In HVG belächelt Péter Techet Analysten des rechten Spektrums, die den Ministerpräsidenten als eine führende politische Figur in Europa darzustellen versuchen. Er räumt allerdings ein, dass Orbán eine immer breitere Öffentlichkeit auf dem ganzen Kontinent anspreche. So sei er in Deutschland so populär wie die Sozialdemokratische Partei und rangiere nur wenige Prozentpunkte hinter den Christdemokraten. In den meisten deutschen Städten versammelten sich spontan Menschen aus Protest gegen die Einwanderung, wobei ein Loblied auf Orbán nicht vergessen werde. Allerdings liege Orbán falsch mit seiner Annahme, die von ihm betriebene Antimigrationspolitik sei eine Art Europa verteidigendes Schutzschild, unterstreicht Techet. Tatsächlich hätten ein oder zwei Terroristen von Paris Westeuropa via Ungarn erreicht. Ungeachtet seiner relativen Popularität in Deutschland vermutet Techet, dass Orbán im Westen lediglich von Randgruppen unterstützt werde. Alles in allem sei der ungarische Regierungschef nicht zum starken Mann Europas aufgestiegen und der Kontinent wolle seinem Ungarn keineswegs nacheifern, resümiert Techet.

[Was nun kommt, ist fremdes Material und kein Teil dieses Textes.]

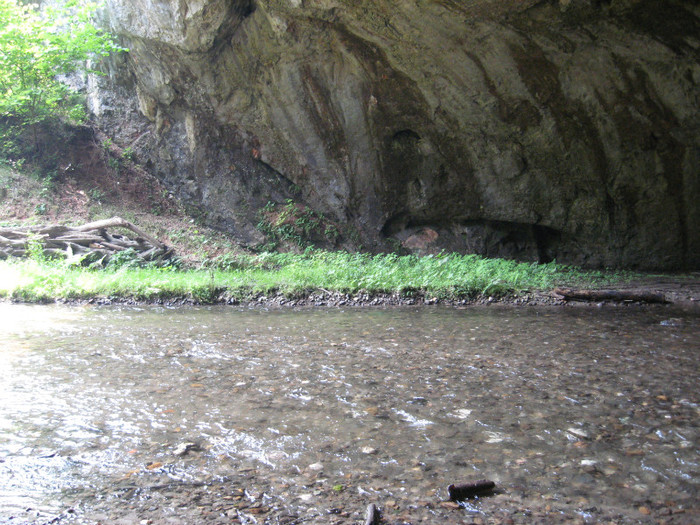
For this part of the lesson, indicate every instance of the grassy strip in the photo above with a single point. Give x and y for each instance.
(447, 276)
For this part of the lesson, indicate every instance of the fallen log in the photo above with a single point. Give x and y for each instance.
(372, 516)
(461, 491)
(91, 240)
(119, 222)
(610, 295)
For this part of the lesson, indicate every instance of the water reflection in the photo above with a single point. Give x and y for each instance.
(576, 408)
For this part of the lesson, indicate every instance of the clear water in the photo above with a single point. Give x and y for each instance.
(592, 413)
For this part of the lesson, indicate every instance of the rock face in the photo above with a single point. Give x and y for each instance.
(542, 130)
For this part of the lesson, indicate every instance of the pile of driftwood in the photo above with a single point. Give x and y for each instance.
(89, 242)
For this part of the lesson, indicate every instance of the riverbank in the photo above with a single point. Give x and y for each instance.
(212, 268)
(336, 279)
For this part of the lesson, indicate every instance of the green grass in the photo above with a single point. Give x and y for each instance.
(447, 276)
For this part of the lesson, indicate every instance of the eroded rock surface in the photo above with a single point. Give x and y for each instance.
(544, 130)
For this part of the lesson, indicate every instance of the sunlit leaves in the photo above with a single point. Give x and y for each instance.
(37, 48)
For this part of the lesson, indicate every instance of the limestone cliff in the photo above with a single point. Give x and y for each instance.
(540, 130)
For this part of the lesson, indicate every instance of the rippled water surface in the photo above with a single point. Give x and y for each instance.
(210, 415)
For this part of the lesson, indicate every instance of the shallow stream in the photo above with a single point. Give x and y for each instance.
(225, 415)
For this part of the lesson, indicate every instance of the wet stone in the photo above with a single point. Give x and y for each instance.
(390, 405)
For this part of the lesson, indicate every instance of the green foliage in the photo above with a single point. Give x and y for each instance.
(445, 276)
(37, 49)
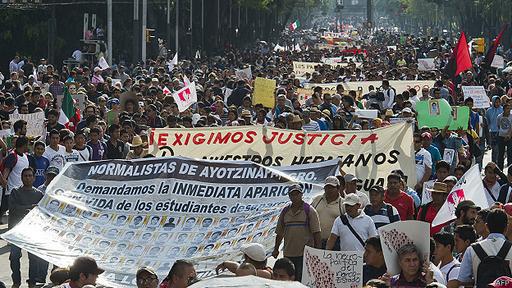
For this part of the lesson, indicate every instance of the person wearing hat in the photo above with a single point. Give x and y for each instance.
(466, 213)
(380, 212)
(427, 212)
(351, 187)
(352, 228)
(146, 278)
(435, 155)
(299, 226)
(137, 148)
(254, 254)
(84, 271)
(329, 206)
(398, 198)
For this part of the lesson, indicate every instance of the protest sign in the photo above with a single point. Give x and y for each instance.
(426, 196)
(264, 92)
(438, 113)
(369, 154)
(335, 269)
(151, 212)
(469, 187)
(301, 68)
(498, 62)
(426, 64)
(185, 97)
(244, 73)
(367, 114)
(397, 234)
(35, 122)
(480, 98)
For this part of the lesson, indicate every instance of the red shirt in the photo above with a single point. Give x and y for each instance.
(429, 217)
(403, 203)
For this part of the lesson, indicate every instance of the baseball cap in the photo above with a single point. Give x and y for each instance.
(350, 178)
(502, 282)
(85, 264)
(52, 170)
(255, 251)
(450, 178)
(351, 199)
(332, 181)
(147, 269)
(294, 187)
(467, 203)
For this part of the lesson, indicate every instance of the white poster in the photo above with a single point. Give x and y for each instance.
(397, 234)
(426, 64)
(35, 122)
(151, 212)
(334, 269)
(469, 187)
(480, 98)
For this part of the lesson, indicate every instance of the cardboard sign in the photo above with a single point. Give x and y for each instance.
(335, 269)
(480, 98)
(397, 234)
(426, 64)
(438, 113)
(264, 90)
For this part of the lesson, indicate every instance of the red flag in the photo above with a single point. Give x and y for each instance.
(492, 50)
(460, 60)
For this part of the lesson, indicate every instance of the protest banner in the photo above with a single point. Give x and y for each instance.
(151, 212)
(301, 68)
(478, 94)
(35, 122)
(369, 154)
(397, 234)
(244, 73)
(498, 62)
(438, 113)
(426, 64)
(264, 90)
(334, 269)
(469, 187)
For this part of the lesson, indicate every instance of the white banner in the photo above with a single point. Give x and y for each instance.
(480, 98)
(35, 122)
(334, 269)
(151, 212)
(369, 154)
(426, 64)
(469, 187)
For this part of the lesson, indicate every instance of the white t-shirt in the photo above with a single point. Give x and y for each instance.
(56, 157)
(363, 225)
(423, 160)
(453, 272)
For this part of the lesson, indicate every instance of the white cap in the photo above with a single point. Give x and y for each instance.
(351, 199)
(255, 251)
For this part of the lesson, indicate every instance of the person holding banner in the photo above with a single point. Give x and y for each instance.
(299, 226)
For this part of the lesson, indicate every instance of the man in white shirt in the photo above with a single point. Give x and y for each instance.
(351, 187)
(353, 227)
(443, 256)
(55, 152)
(423, 163)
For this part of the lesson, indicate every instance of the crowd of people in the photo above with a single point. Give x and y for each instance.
(124, 101)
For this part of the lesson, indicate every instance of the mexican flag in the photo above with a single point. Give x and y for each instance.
(295, 25)
(69, 115)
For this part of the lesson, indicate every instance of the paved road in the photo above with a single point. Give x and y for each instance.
(5, 272)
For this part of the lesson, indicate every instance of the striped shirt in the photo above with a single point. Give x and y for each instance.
(385, 215)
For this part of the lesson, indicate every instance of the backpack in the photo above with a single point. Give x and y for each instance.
(491, 267)
(307, 208)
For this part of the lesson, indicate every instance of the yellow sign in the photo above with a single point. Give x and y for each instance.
(264, 92)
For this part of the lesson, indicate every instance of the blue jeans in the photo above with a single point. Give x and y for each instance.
(37, 267)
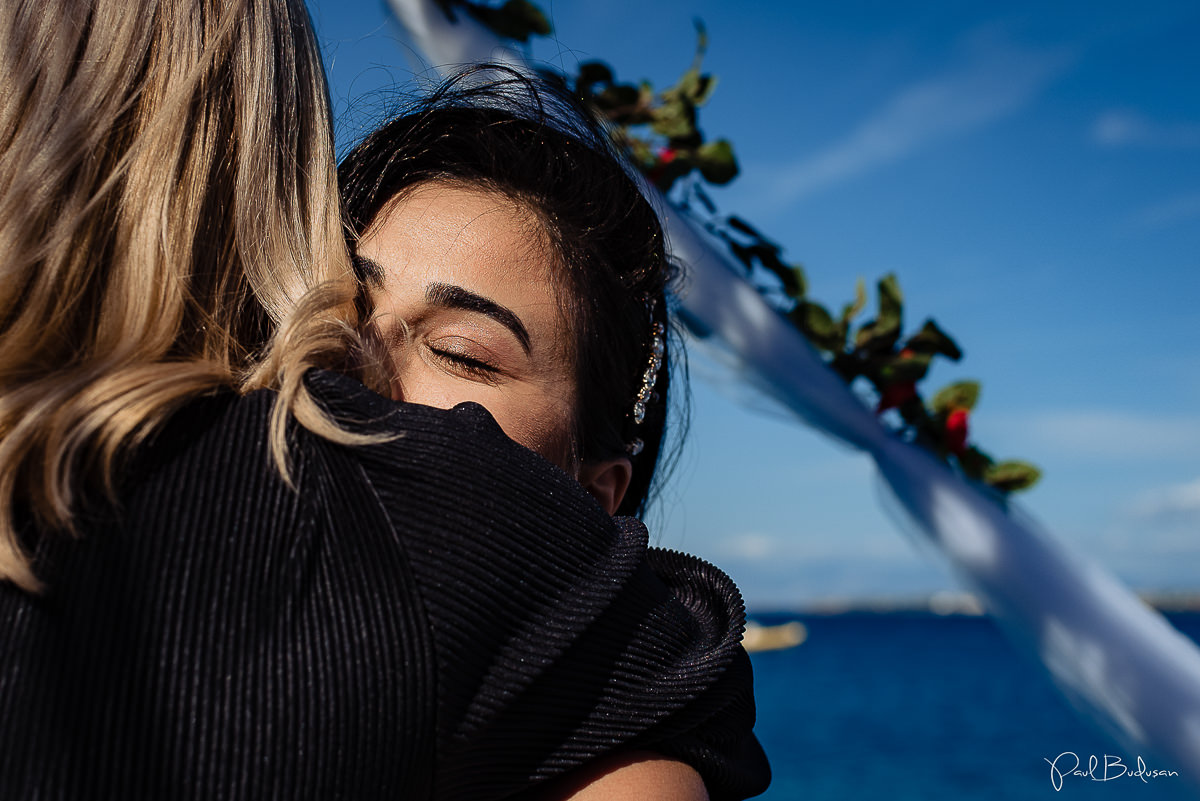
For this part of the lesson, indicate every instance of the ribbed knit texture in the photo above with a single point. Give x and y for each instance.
(444, 615)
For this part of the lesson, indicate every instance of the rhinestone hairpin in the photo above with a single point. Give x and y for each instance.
(651, 377)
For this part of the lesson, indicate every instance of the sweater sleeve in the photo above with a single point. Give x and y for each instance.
(558, 636)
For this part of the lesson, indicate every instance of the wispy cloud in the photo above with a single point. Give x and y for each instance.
(991, 80)
(1177, 504)
(1126, 128)
(1165, 214)
(1107, 434)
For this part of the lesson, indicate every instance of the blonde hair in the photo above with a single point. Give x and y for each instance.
(168, 224)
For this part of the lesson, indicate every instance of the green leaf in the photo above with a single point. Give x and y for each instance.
(850, 311)
(905, 368)
(1012, 476)
(529, 16)
(931, 339)
(975, 463)
(675, 120)
(876, 336)
(817, 325)
(717, 162)
(963, 395)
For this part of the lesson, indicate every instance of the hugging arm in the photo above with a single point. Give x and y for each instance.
(562, 643)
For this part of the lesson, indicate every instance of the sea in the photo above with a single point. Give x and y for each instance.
(913, 705)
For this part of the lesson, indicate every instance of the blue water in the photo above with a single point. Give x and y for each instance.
(905, 706)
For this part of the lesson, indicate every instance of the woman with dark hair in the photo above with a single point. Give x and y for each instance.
(502, 193)
(228, 568)
(513, 262)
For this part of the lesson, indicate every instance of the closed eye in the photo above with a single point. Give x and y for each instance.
(467, 365)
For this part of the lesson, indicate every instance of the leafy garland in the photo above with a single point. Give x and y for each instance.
(659, 133)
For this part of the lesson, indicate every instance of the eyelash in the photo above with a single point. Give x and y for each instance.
(473, 367)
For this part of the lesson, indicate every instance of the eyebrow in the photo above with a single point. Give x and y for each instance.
(451, 296)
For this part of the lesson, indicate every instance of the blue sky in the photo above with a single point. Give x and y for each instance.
(1032, 175)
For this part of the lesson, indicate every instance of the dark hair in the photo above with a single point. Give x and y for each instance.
(528, 140)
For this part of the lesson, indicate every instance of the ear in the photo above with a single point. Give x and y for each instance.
(607, 481)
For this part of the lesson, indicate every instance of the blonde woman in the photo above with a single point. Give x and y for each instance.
(229, 568)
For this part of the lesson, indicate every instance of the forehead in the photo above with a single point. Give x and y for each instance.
(474, 238)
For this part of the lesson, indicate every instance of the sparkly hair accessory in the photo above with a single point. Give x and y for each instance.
(651, 377)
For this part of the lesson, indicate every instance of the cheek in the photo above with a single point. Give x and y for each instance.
(541, 421)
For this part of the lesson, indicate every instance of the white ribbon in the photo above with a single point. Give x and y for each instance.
(1113, 656)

Nach Ansicht des Politikwissenschaftlers Gábor Török kann Viktor Orbán auf Verbündete in Großbritannien und Polen hoffen. Beide Länder würden von Parteien regiert, die Brüssel mit Misstrauen begegneten. Ansonsten, so Török in Heti Válasz, werde er hauptsächlich von radikalen Parteien wie der Front National in Frankreich oder der Freiheitlichen Partei Österreichs (FPÖ) unterstützt. Demgegenüber geht der regierungsfreundliche Analyst Sámuel Ágoston Mráz davon aus, dass der slowakische Ministerpräsident Robert Fico ungeachtet aller ideologischen Unterschiede ein weiterer stabiler Partner für Orbán werden könnte. Zur Begründung verweist Mráz in der gleichen Wochenzeitung darauf, dass für beide das Prinzip der nationalen Souveränität eine gewichtige Rolle spiele. Schließlich, so orakelt der Autor, werde der französische Präsident Hollande wohl die nächsten Wahlen verlieren. Der vermutliche Wahlsieger, Oppositionschef Nicolas Sarkozy, sei ein entschiedener Kritiker der Brüsseler Einwanderungspolitik und könnte demzufolge zu Orbáns Verbündetem werden. Im Hinblick auf die FPÖ notiert Mráz, Ministerpräsident Orbán sei während seiner jüngsten Wien-Visite keineswegs erpicht darauf gewesen, deren Führungsspitze zu treffen.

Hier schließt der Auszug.